The edition is timed to the self-titled exhibition at the Moscow Kremlin Museums and dedicated to the history of duels in Europe between the 16th and 17th centuries. The duel is among those popular mythologised subjects that are constantly reproduced in various forms of mass culture. Nineteenth-century literature played a significant role in this process, having embedded duel in the collective memory of European society. The word ‘duel’ itself has become a denominative to refer to any kind of rivalry between two opponents. While the general public is well acquainted with the myth that duels were a sublime old custom, the true history of duelling often remains unknown even to professional historians, except for those who specialize in this subject.

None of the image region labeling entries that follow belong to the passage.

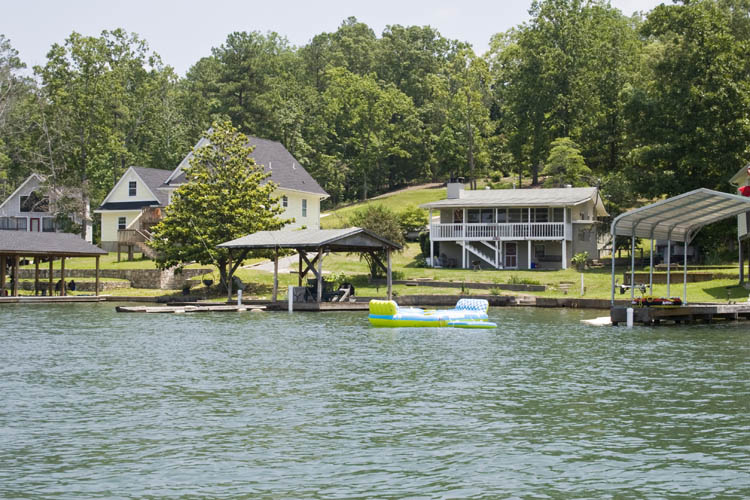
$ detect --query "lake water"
[0,303,750,498]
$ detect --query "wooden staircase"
[117,207,162,261]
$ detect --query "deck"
[610,302,750,326]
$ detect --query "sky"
[0,0,662,75]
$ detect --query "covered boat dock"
[610,189,750,325]
[218,227,401,303]
[0,231,107,300]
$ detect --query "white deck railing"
[430,222,570,241]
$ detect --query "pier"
[610,302,750,326]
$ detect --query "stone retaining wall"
[18,280,130,295]
[372,279,547,292]
[18,268,211,290]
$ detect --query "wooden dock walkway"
[0,295,107,304]
[115,305,266,314]
[610,302,750,326]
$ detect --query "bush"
[349,204,406,278]
[508,274,542,285]
[398,205,428,238]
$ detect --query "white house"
[0,174,92,242]
[422,183,607,269]
[96,137,328,251]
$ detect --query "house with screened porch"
[422,183,607,269]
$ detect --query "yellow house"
[95,136,328,251]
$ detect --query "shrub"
[398,205,428,238]
[508,274,541,285]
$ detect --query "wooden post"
[385,248,393,300]
[60,255,67,297]
[0,255,5,296]
[297,250,302,286]
[271,247,279,302]
[317,248,323,304]
[226,250,232,302]
[34,257,39,295]
[13,255,21,297]
[47,255,55,297]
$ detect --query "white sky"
[0,0,668,75]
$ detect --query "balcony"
[430,222,571,241]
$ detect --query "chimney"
[445,177,464,200]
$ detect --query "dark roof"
[133,167,172,207]
[167,136,328,197]
[218,227,401,252]
[0,231,107,257]
[99,201,161,210]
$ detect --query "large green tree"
[151,122,290,288]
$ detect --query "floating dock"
[0,295,108,304]
[115,305,266,314]
[610,302,750,326]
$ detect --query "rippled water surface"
[0,304,750,498]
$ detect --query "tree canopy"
[151,122,290,292]
[0,0,750,252]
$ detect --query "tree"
[151,122,290,289]
[349,203,406,278]
[628,1,750,196]
[542,137,591,187]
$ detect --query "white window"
[42,217,55,233]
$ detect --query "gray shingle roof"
[0,231,107,256]
[165,136,328,197]
[133,167,172,207]
[420,187,606,215]
[99,201,161,210]
[218,227,401,251]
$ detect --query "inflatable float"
[369,299,497,328]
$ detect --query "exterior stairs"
[457,240,502,269]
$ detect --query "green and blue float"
[368,299,497,328]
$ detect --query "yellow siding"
[107,170,156,202]
[102,210,141,241]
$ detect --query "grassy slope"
[10,184,748,302]
[320,188,445,229]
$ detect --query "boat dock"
[610,302,750,326]
[115,305,266,314]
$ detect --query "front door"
[503,241,518,269]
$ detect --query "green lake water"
[0,303,750,499]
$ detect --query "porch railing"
[430,222,565,241]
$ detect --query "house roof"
[218,227,401,252]
[729,163,750,186]
[133,167,172,206]
[0,174,44,208]
[96,166,172,212]
[162,136,328,198]
[612,188,750,242]
[0,231,107,257]
[96,201,162,212]
[420,187,607,216]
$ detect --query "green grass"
[320,188,446,229]
[13,243,748,302]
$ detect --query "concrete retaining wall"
[372,280,547,292]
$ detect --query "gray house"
[0,174,92,242]
[422,183,607,269]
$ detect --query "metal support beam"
[385,248,393,300]
[648,228,654,295]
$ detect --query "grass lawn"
[8,243,748,302]
[320,187,446,229]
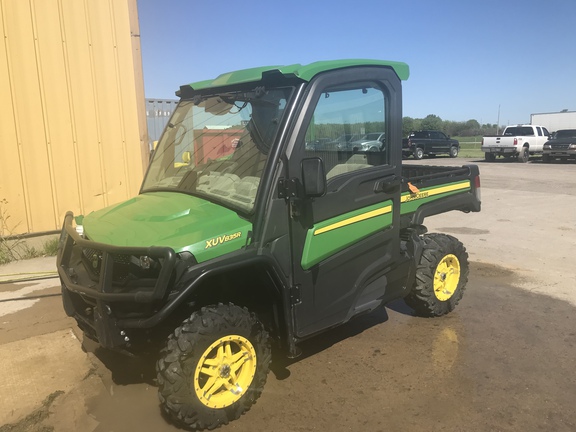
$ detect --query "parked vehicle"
[57,60,481,429]
[530,110,576,133]
[402,130,460,159]
[482,125,550,162]
[542,129,576,162]
[348,132,386,152]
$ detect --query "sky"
[137,0,576,125]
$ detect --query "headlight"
[76,225,84,237]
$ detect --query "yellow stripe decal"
[401,181,470,202]
[314,205,392,235]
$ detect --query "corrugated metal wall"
[0,0,148,235]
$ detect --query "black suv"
[402,130,460,159]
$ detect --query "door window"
[306,83,390,180]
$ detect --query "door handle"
[374,176,401,193]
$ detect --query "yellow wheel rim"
[434,254,460,301]
[194,335,256,408]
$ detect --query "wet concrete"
[15,263,576,432]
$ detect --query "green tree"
[421,114,443,130]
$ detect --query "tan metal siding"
[0,0,147,235]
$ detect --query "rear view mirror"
[302,158,326,198]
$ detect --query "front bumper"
[481,147,518,155]
[57,212,177,348]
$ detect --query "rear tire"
[156,304,271,430]
[405,234,469,317]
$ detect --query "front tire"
[156,304,271,430]
[405,234,469,317]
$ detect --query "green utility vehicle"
[57,60,480,429]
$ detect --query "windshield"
[504,126,534,136]
[142,87,291,212]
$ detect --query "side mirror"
[302,158,326,198]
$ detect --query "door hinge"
[278,178,302,219]
[290,284,302,305]
[278,178,300,200]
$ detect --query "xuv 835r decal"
[301,181,470,270]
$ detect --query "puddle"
[15,263,576,432]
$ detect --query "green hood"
[83,192,252,262]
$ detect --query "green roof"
[183,59,410,90]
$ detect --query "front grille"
[82,248,132,284]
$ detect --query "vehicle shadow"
[270,299,414,381]
[82,336,157,386]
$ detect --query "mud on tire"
[156,304,271,430]
[405,234,469,317]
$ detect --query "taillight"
[474,176,482,201]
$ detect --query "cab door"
[287,67,404,337]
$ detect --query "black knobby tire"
[156,304,271,430]
[405,234,469,317]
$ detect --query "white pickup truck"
[482,125,550,162]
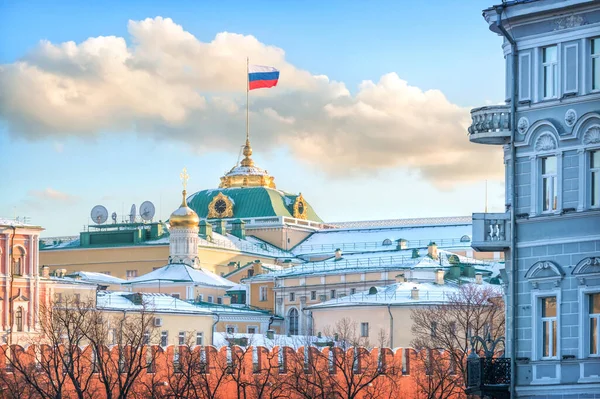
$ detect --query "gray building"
[469,0,600,398]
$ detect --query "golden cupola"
[219,135,276,188]
[169,169,200,228]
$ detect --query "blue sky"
[0,1,504,235]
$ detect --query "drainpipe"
[388,303,394,349]
[210,313,221,346]
[496,6,519,398]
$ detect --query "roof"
[66,271,127,284]
[292,222,472,256]
[96,291,212,315]
[243,248,499,281]
[308,281,502,310]
[187,187,322,222]
[123,263,235,288]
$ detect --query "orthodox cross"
[179,168,190,190]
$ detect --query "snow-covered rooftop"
[308,281,502,310]
[96,291,212,315]
[66,271,127,284]
[245,249,500,281]
[292,219,472,256]
[123,263,235,288]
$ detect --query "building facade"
[469,0,600,398]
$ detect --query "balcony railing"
[466,357,510,398]
[469,105,510,144]
[471,213,511,252]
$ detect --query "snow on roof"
[66,271,127,284]
[292,219,472,256]
[307,281,502,310]
[244,249,499,281]
[123,263,235,288]
[213,332,330,349]
[96,291,211,315]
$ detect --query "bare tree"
[411,284,505,398]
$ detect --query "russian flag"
[248,65,279,90]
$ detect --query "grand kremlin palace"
[39,139,501,308]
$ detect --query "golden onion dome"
[169,190,200,228]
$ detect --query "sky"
[0,0,504,236]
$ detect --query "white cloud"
[0,17,502,186]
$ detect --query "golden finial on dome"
[169,168,200,228]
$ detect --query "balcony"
[471,213,510,252]
[465,357,510,398]
[469,105,510,145]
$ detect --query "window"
[590,151,600,208]
[541,296,557,359]
[15,307,23,331]
[591,37,600,90]
[125,270,137,279]
[360,323,369,337]
[288,308,298,335]
[259,286,268,302]
[542,46,558,98]
[589,293,600,356]
[542,156,558,212]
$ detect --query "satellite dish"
[129,204,135,223]
[90,205,108,224]
[140,201,155,221]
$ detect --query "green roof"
[187,187,322,222]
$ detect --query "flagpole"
[246,57,250,142]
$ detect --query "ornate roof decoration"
[525,260,565,288]
[572,256,600,284]
[535,133,556,151]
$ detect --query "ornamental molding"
[293,193,308,220]
[534,133,556,151]
[565,108,577,127]
[571,256,600,285]
[525,260,565,288]
[583,125,600,144]
[517,116,529,135]
[207,193,233,219]
[553,15,588,31]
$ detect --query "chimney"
[396,238,408,250]
[335,248,342,260]
[213,219,227,236]
[199,219,212,241]
[435,269,444,285]
[427,241,438,259]
[231,219,246,240]
[410,287,419,299]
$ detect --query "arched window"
[12,247,25,276]
[15,306,23,331]
[288,308,298,335]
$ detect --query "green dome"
[187,187,323,222]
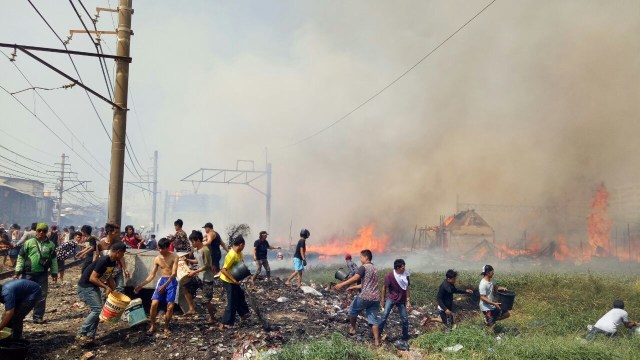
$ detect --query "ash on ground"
[17,267,476,360]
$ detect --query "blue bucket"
[123,299,147,326]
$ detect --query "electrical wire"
[274,0,496,149]
[0,85,108,180]
[0,144,55,168]
[27,0,111,146]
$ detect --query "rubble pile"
[16,267,476,360]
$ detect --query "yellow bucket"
[100,291,131,322]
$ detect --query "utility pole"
[151,150,158,234]
[108,0,133,224]
[56,153,67,226]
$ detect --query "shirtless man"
[134,238,178,335]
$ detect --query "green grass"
[304,269,640,359]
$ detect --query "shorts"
[151,277,178,304]
[182,276,202,296]
[349,297,380,325]
[482,309,508,326]
[202,281,213,304]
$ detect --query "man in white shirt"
[586,300,638,340]
[478,265,511,334]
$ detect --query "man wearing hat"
[15,223,58,324]
[478,265,511,334]
[252,230,282,281]
[202,223,229,274]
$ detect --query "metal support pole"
[108,0,133,224]
[151,150,158,233]
[266,163,271,230]
[56,153,66,226]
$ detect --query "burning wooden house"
[432,210,495,258]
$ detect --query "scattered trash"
[300,286,322,296]
[444,344,464,352]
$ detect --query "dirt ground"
[3,267,472,360]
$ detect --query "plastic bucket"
[0,338,29,360]
[100,291,131,322]
[230,262,251,281]
[122,299,147,326]
[496,290,516,311]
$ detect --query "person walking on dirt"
[185,230,217,324]
[202,223,229,274]
[14,223,58,324]
[336,250,380,346]
[585,300,638,341]
[76,241,127,344]
[219,236,249,330]
[421,269,473,332]
[478,265,511,334]
[134,238,178,335]
[0,279,42,339]
[379,259,411,341]
[251,230,282,282]
[284,229,311,289]
[94,224,130,293]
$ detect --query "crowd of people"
[0,219,638,346]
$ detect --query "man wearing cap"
[252,230,282,281]
[478,265,511,334]
[202,223,229,274]
[15,223,58,324]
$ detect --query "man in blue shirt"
[0,279,42,339]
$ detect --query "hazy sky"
[0,0,640,243]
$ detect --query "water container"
[496,290,516,311]
[334,268,349,281]
[230,262,251,282]
[100,291,131,323]
[0,338,29,360]
[122,299,147,326]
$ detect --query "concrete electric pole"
[108,0,133,224]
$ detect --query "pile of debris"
[17,267,472,360]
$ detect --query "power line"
[0,85,108,180]
[0,145,55,167]
[277,0,496,149]
[26,0,111,141]
[69,0,113,101]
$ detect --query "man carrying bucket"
[76,242,127,343]
[219,236,249,330]
[134,238,178,335]
[478,265,511,334]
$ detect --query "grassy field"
[277,269,640,359]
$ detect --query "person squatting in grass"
[284,229,311,288]
[379,259,411,341]
[421,269,473,332]
[219,236,249,330]
[76,241,127,343]
[335,250,380,346]
[585,300,638,341]
[478,265,511,334]
[185,230,217,324]
[134,238,178,335]
[251,230,282,282]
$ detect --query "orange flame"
[309,224,389,258]
[587,184,613,256]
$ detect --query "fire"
[587,184,613,256]
[309,224,389,256]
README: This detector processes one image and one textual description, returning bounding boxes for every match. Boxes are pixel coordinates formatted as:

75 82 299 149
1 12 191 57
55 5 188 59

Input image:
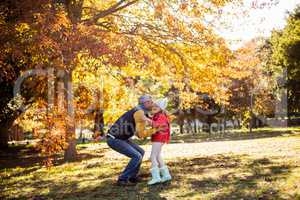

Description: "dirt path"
101 137 300 159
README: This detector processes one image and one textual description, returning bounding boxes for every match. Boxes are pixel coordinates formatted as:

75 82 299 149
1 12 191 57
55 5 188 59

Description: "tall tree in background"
0 0 252 160
269 7 300 116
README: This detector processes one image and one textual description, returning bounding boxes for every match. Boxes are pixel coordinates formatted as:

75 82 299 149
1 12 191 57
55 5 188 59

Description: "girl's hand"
93 135 103 142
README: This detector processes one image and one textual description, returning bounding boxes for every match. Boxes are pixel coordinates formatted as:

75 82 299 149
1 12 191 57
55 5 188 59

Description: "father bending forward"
107 95 160 185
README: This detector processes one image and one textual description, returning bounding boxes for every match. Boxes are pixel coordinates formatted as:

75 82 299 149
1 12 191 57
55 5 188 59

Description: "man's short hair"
139 94 152 104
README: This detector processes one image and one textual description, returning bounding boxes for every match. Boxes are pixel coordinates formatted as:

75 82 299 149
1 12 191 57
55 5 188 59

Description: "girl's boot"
148 167 161 185
160 165 172 182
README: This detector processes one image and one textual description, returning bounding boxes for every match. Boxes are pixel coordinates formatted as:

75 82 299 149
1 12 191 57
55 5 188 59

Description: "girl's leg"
148 142 161 185
150 142 162 168
156 143 165 168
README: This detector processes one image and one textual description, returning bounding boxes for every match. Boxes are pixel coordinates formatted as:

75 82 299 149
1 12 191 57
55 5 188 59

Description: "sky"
216 0 300 49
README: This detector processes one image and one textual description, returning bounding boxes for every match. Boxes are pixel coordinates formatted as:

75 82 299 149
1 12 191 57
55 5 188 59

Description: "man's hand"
156 124 168 132
93 135 104 142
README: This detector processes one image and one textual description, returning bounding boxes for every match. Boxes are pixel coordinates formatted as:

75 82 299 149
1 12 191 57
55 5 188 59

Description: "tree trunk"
0 124 9 149
64 72 77 161
0 119 15 149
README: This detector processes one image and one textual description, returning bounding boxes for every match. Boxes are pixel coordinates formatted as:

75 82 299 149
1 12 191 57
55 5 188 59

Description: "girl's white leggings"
150 142 164 168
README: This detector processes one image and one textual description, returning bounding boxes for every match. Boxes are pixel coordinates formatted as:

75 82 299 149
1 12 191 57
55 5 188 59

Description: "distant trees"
268 7 300 116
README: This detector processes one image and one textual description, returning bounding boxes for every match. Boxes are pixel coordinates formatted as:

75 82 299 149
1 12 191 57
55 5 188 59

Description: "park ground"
0 128 300 200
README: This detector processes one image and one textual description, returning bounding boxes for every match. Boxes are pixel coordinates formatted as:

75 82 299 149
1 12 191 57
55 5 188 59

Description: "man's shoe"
117 180 136 186
148 167 161 185
129 176 142 183
160 165 172 182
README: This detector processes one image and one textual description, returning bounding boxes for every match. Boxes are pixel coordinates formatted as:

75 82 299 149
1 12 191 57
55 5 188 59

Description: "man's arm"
133 110 159 138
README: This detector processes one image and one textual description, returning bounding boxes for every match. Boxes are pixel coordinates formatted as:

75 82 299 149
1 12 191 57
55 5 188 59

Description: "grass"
0 127 300 200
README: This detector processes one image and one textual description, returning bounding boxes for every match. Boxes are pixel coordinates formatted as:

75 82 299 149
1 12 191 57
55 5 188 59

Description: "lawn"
0 127 300 200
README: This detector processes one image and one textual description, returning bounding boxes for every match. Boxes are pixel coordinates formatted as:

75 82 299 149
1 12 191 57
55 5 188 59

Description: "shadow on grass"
171 129 300 143
2 155 299 200
172 156 297 200
0 145 105 172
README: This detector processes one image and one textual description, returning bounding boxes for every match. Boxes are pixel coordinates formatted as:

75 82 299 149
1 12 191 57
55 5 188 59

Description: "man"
107 95 163 185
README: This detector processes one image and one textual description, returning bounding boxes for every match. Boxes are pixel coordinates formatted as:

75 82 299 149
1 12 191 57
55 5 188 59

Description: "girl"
148 99 172 185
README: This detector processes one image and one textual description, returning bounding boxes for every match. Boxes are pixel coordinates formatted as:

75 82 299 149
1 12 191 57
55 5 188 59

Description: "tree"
267 7 300 116
1 0 248 164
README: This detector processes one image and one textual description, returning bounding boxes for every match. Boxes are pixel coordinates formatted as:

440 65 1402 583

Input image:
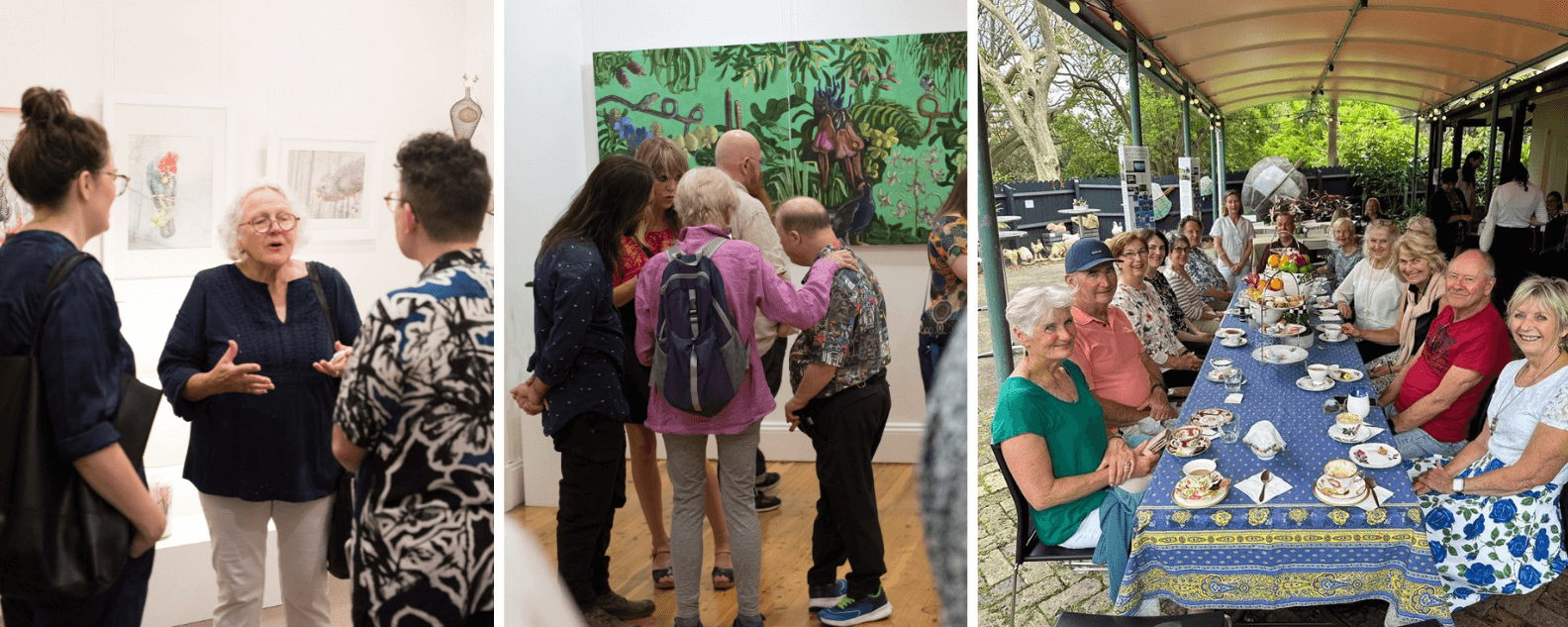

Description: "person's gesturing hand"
207 340 273 393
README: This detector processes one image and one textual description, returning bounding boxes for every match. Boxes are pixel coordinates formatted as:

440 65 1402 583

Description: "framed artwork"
266 129 381 242
593 32 969 245
104 92 234 279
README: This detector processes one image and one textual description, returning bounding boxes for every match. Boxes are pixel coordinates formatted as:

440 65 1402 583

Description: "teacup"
1334 412 1361 438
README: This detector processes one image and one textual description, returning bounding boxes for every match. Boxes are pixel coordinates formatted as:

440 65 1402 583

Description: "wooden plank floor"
507 463 937 627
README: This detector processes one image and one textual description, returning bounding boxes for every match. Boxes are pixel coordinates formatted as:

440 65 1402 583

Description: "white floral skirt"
1410 453 1568 610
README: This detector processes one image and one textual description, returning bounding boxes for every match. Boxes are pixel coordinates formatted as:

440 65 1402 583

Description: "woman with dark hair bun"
0 88 166 625
511 157 655 625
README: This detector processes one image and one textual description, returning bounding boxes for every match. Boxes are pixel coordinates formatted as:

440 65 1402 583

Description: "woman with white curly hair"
158 183 359 627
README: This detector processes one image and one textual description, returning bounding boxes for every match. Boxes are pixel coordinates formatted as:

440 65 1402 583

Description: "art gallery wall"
0 0 497 514
503 0 967 508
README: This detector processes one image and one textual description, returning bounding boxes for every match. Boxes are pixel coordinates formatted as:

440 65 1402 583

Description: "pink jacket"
637 224 838 436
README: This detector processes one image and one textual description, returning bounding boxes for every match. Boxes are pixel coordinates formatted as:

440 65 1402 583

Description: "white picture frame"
266 129 381 248
102 92 236 279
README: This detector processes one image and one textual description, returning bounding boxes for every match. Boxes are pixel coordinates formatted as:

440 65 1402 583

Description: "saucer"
1295 374 1334 392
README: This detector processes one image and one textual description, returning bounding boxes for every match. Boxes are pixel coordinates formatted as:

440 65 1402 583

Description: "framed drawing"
266 129 381 242
104 92 234 279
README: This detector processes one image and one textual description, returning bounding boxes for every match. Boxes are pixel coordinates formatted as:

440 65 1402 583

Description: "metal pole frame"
975 96 1013 381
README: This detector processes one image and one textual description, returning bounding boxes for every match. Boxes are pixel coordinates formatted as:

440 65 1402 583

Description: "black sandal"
649 549 676 589
714 550 735 589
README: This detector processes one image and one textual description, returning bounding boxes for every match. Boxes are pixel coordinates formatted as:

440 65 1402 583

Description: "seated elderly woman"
1410 276 1568 610
617 167 859 627
1342 234 1449 395
991 285 1159 592
1106 231 1212 387
1334 220 1401 363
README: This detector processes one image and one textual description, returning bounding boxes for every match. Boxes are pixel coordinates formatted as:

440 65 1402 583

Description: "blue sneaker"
806 578 850 610
817 587 892 625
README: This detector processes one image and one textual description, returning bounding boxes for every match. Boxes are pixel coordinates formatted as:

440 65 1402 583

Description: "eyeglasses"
246 213 300 234
99 172 130 196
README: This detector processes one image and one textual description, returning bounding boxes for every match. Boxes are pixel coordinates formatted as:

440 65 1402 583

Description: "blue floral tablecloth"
1117 294 1453 625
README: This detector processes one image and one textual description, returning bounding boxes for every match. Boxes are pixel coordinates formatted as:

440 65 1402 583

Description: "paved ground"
975 255 1568 627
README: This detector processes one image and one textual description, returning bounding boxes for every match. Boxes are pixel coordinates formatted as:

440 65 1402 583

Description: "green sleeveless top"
991 359 1107 546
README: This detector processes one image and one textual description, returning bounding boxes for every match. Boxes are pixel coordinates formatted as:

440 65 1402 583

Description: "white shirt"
730 178 790 355
1209 216 1257 274
1487 359 1568 486
1334 259 1405 331
1487 182 1546 229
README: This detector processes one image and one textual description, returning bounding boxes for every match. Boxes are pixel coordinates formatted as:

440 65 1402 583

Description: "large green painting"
593 33 969 245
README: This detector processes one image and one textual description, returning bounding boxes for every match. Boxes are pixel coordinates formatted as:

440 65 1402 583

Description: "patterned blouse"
1328 246 1366 290
1143 272 1187 331
921 215 969 336
610 229 676 287
1110 282 1187 364
1187 246 1230 291
334 250 496 625
789 240 892 398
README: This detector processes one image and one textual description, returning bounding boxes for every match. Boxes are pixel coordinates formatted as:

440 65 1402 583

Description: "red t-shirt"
612 229 676 285
1394 302 1514 442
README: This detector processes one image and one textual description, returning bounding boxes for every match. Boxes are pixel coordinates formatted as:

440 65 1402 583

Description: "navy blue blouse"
0 231 137 463
529 240 629 436
158 263 359 503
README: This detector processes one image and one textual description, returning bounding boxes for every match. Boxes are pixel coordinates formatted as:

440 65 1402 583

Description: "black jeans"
552 412 626 611
0 549 156 627
797 374 892 599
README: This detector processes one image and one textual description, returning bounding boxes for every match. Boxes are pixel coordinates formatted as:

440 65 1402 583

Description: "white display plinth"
142 469 284 627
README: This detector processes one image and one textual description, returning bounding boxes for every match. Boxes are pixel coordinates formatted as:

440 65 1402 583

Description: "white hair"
218 178 304 261
1007 285 1072 337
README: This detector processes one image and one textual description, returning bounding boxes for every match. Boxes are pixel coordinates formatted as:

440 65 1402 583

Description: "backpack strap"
304 261 338 347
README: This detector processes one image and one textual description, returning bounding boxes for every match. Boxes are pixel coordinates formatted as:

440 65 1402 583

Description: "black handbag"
306 261 354 578
0 253 163 602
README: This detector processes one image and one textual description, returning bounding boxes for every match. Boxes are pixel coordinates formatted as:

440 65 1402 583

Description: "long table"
1117 293 1452 625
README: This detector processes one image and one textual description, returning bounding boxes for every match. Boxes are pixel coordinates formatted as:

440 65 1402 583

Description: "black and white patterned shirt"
334 250 496 625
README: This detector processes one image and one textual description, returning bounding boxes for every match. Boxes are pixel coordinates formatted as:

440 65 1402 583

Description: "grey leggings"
663 420 762 619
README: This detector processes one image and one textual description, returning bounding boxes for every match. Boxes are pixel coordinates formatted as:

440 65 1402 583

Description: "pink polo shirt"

The catalogue introduces rare objects of the 16th and 17th centuries: armours and duelling arms, portraits of famous duellists, engravings and fencing treatises, paintings and works of decorative and applied art preserved in the collections of the famous museums and libraries in Russia, Austria, Great Britain, Spain and France. Many of them are first published. The book opens with two introductory articles: the one tells in-depth the history of the rise and heyday of duelling in early Modern Europe, while the other is about the judicial combat and chivalric duels in the late medieval Holy Roman Empire.
The catalogue comprises seven sections: ‘Judicium Dei and the Tradition of Chivalric Combat in France’; ‘The Duel of the Сrowned Knights’; ‘The Birth of the Duel. A Combat of Honour’; “Duel Fever” of the Late 16th and Early 17th Centuries’; ‘The Geometry of Death: The Art of Fencing in the 16th and 17th Centuries’; ‘Justice and the Duel in the 17th Century: The Case of Bouteville’; ‘The Sun King: Would-be Vanquisher of Duels’. In this book, the duel is represented as a complex historical and cultural phenomenon, the formation and development of which was linked to the changes that took place in European society in the 16th and 17th centuries. A large number of illustrations accompany the edition.